System.Collections.Concurrent.BlockingCollection`1 supports bounding and blocking. Bounding means that you can set the maximum capacity of the collection. Bounding is important in certain scenarios because it enables you to control the maximum size of the collection in memory, and it prevents the producing threads from moving too far ahead of the consuming threads.Multiple threads or tasks can add items to the collection concurrently, and if the collection reaches its specified maximum capacity, the producing threads will block until an item is removed. Multiple consumers can remove items concurrently, and if the collection becomes empty, the consuming threads will block until a producer adds an item. A producing thread can call the BlockingCollection`1.CompleteAdding method to indicate that no more items will be added. Consumers monitor the BlockingCollection`1.IsCompleted property to know when the collection is empty and no more items will be added.

BlockingCollection`1.Add(`0) and BlockingCollection`1.Take operations are typically performed in a loop. You can cancel a loop by passing in a System.Threading.CancellationToken object to the BlockingCollection`1.TryAdd(`0) or BlockingCollection`1.TryTake(`0@) method, and then checking the value of the token's System.Threading.CancellationToken.IsCancellationRequested property on each iteration. If the value is true, it is up to you to respond the cancellation request by cleaning up any resources and exiting the loop.

When you create a System.Collections.Concurrent.BlockingCollection`1 object, you can specify not only the bounded capacity but also the type of collection to use. For example, you could specify a System.Collections.Concurrent.ConcurrentQueue`1 object for first in, first out (FIFO) behavior, or a System.Collections.Concurrent.ConcurrentStack`1 object for last in, first out (LIFO) behavior.
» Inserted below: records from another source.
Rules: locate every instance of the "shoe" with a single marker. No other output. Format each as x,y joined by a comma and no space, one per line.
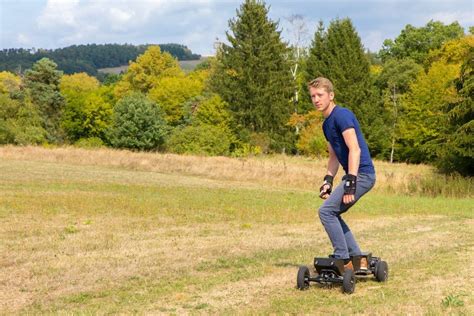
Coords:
363,263
349,266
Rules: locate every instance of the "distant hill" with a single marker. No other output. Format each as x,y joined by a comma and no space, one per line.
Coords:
186,65
86,58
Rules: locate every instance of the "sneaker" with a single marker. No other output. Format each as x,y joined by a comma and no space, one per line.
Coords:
349,266
363,263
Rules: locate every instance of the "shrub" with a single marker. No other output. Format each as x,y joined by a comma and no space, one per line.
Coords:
92,142
202,139
137,124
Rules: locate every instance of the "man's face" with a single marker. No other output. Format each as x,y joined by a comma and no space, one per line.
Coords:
321,98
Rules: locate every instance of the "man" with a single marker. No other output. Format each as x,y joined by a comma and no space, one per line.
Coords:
347,147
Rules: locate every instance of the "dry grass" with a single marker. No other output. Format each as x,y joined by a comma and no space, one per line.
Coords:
281,171
108,231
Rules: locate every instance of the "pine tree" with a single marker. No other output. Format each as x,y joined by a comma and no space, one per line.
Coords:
317,62
253,75
42,82
338,55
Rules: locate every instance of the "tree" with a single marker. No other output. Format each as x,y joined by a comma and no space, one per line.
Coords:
144,74
78,83
298,32
137,123
9,83
253,75
422,115
172,93
455,146
394,80
20,122
338,55
42,83
415,43
86,114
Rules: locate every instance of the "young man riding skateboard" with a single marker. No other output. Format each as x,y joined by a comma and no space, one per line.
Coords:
347,147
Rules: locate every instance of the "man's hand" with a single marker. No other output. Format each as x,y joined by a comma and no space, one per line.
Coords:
350,182
326,189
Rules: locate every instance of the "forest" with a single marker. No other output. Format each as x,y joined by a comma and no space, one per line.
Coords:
85,58
413,98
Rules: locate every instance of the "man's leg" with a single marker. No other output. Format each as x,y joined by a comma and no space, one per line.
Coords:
329,214
365,183
341,237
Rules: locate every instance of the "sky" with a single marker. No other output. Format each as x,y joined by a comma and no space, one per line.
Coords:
198,23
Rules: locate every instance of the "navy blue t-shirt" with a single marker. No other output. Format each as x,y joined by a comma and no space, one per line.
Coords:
337,122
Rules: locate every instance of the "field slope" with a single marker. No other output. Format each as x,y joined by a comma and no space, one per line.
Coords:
106,231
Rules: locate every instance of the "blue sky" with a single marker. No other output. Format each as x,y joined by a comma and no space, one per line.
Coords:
197,23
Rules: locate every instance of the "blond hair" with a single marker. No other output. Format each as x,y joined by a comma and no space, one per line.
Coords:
321,82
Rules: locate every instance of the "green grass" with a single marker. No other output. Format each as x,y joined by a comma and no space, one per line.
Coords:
102,239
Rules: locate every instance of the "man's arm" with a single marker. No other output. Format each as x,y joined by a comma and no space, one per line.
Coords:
333,165
350,138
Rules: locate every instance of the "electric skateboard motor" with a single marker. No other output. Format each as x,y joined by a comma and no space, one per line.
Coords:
331,270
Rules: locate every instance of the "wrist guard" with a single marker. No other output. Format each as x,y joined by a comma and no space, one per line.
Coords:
327,181
350,182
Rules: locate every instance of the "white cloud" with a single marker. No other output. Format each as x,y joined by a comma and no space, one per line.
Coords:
463,17
23,39
59,13
373,40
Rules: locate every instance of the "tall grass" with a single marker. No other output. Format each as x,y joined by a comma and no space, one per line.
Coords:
280,170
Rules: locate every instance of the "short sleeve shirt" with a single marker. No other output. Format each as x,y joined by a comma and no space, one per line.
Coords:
337,122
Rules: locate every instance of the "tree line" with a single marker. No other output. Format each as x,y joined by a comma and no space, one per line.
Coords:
413,98
85,58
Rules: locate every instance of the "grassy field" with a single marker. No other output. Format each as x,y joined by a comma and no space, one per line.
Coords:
105,231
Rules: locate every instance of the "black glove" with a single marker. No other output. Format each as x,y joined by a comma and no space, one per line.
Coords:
350,182
327,181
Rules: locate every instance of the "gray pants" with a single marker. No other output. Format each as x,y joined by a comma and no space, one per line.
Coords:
330,212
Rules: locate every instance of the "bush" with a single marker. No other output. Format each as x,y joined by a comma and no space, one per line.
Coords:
137,124
92,142
202,139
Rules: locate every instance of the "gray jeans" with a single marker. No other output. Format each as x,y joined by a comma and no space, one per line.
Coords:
341,237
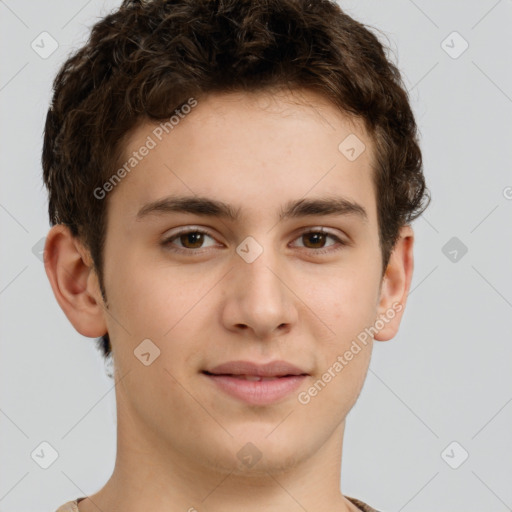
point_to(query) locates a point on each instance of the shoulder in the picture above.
(70, 506)
(361, 505)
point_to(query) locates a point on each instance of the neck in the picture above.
(147, 477)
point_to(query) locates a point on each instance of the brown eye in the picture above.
(187, 240)
(194, 238)
(316, 239)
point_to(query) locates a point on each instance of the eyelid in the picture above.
(197, 229)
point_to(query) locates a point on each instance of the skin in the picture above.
(178, 435)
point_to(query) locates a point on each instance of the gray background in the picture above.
(445, 377)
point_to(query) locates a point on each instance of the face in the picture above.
(287, 268)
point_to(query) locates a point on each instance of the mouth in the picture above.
(256, 384)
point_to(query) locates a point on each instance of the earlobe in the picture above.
(395, 286)
(69, 268)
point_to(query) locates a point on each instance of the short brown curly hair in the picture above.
(147, 58)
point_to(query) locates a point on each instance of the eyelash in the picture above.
(167, 242)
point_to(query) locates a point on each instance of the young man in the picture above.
(231, 186)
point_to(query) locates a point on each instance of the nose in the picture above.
(260, 297)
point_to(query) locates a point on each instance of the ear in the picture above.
(74, 282)
(395, 285)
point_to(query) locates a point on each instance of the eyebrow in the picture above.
(209, 207)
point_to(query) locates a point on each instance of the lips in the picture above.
(254, 371)
(257, 384)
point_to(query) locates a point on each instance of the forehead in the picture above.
(254, 151)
You can use any collection class that implements the System.Collections.Concurrent.IProducerConsumerCollection`1 interface. The default collection type for System.Collections.Concurrent.BlockingCollection`1 is System.Collections.Concurrent.ConcurrentQueue`1.

Do not modify the underlying collection directly. Use System.Collections.Concurrent.BlockingCollection`1 methods to add or remove elements. The System.Collections.Concurrent.BlockingCollection`1 object can become corrupted if you change the underlying collection directly.